Sarah sedari tadi sudah menahan malu setengah mati. Sialan sekali Scott, dia terlalu jujur dalam berbicara.
"A-apa kita bisa pulang sekarang? Aku mulai lelah," Gumamnya. Scott pun lekas mengangguk,"Tentu saja, Sarah. Naiklah ke mobil, aku akan membantu membawa koper kalian," Scott mulai membantu Alex membawa koper mereka dan Leah menuntun Sarah untuk masuk ke dalam mobil.
"Jika saat ini kita hanya berdua saja Scott, aku bersumpah untuk memukul wajahmu itu lalu memotong lidahmu," Bisik Alex saat mereka tengah menyusun koper di bagasi.
Scott memutar bola matanya,"Kejam sekali, bung. Lagipula aku benar kan? Berapa kali kau menumpahkan--"
"Bajingan sialan! Benar-benar kau ini!" Alex bersiap untuk memukul Scott, tapi pria itu lebih dulu menghindar sembari tertawa. Alex menghela napasnya, merasa sedikit malu juga.
Mereka pun akhirnya meninggalkan bandara untuk langsung pulang ke mansion.
Sesampainya, kedatangan Alex dan Sarah ternyata disambut dengan baik oleh para pelayan. Seperti mereka pulang bulan madu saja, tapi tak mengapa kan? Sarah ingin berkhayal kalau dia dan Alex sudah menikah.
"Scott, Leah. Aku akan menemui kalian di tempat biasa. Sepertinya aku tak bisa untuk berdiskusi sekarang," Kata Alex. Leah dan Scott hanya mengangguk paham, pasti Alex lelah kan? Perjalanan 10 jam itu memang mengerikan. Ditambah hari sudah sore dan sebentar lagi langit akan gelap.
"Baiklah, Alex. Hubungi saja aku jika kau ingin pergi," Balas Scott. Mereka pamit pulang lebih dulu karena ada sedikit urusan yang harus diselesaikan.
Alex memberitahu pada semua pelayannya kalau mereka boleh pulang setelah makan malam. Mungkin akan ada sedikit perubahan jadwal kerja untuk mereka.
Ia menutup pintu kamar tidur dan mendapati kalau Sarah sedang duduk di pinggir ranjang sembari memijat kakinya,"Ada apa?"
"Tidak, aku tadi nyaris terjatuh di kamar mandi."

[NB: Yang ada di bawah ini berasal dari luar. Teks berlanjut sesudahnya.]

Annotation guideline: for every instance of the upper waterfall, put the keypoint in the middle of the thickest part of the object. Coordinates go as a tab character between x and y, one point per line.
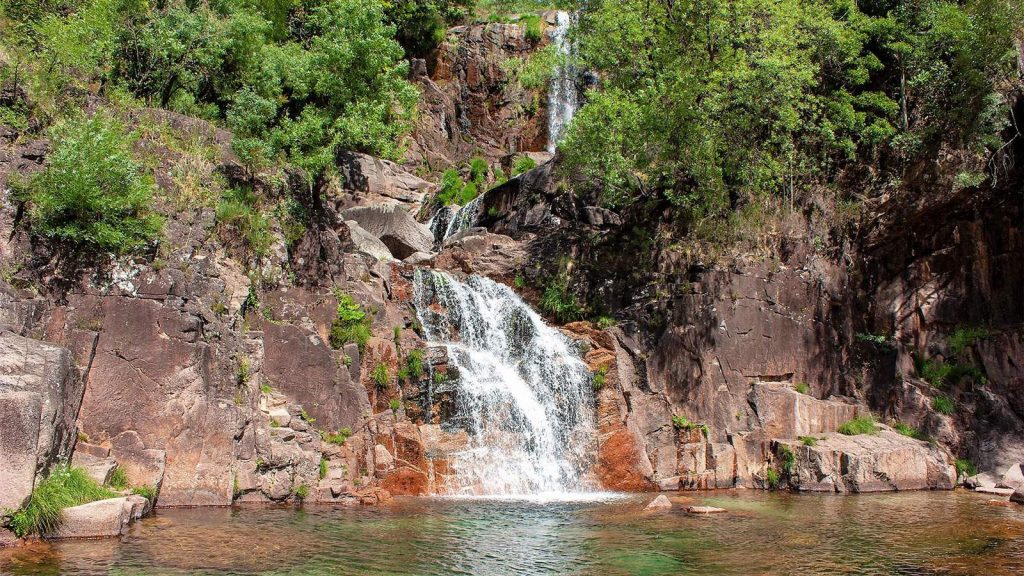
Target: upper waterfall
521	391
562	93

"Apa?! Bagaimana mungkin? Kau baik-baik saja?"
Ia mendongak menatap Alex yang tampak khawatir. Pria itu berjongkok di hadapannya lalu meraih kaki kanannya,"Apa ada luka?"
Sarah menggeleng,"Tidak ada. Hanya sedikit terkilir kurasa," Jawabnya.
"Apa kau benar-benar terjatuh?"
"Ya ampun Al, sudah kubilang aku nyaris terjatuh. Kaki ku saja yang sedikit terkilir," Jawabnya. Ia sedikit gemas karena Alex selalu mengulang pertanyaan yang sama, seakan tak mau memercayainya.
"Bagaimana dengan... Bayinya?"
Sarah secara spontan mengusap permukaan perutnya lalu tersenyum,"Bayimu baik-baik saja. Jangan khawatir."
Alex perlahan memijat pergelangan kaki wanita itu yang sedikit membiru. Entah bagaimana Sarah bisa ceroboh saat berjalan hingga kakinya membiru.
"Katakan padaku jika ada masalah dengan kandungan mu," Katanya sembari terus memijat. Ia tak bertatapan dengan Sarah saat mengatakan itu, tapi Sarah tahu kalau ada pancaran kekhawatiran yang Alex berikan.
Walau mungkin Alex memang pria arogan yang suka meremehkan orang lain, tapi dalam hatinya pria itu penuh dengan kasih sayang. Mau bagaimana pun dia terlihat, sifat terdalam dari diri Alex pasti akan menampakkan eksistensinya juga. Seperti kata Marilyn, Alex adalah sosok yang baik. Dia penyayang dan mudah jatuh cinta, rasanya jika mendengar kata-kata itu, timbul secercah harapan dalam pikirannya. Ia merasa kalau dirinya punya kesempatan untuk bersama Alex di sisa hidupnya.
"Sarah? Apa kau dari tadi tak mendengar ku?"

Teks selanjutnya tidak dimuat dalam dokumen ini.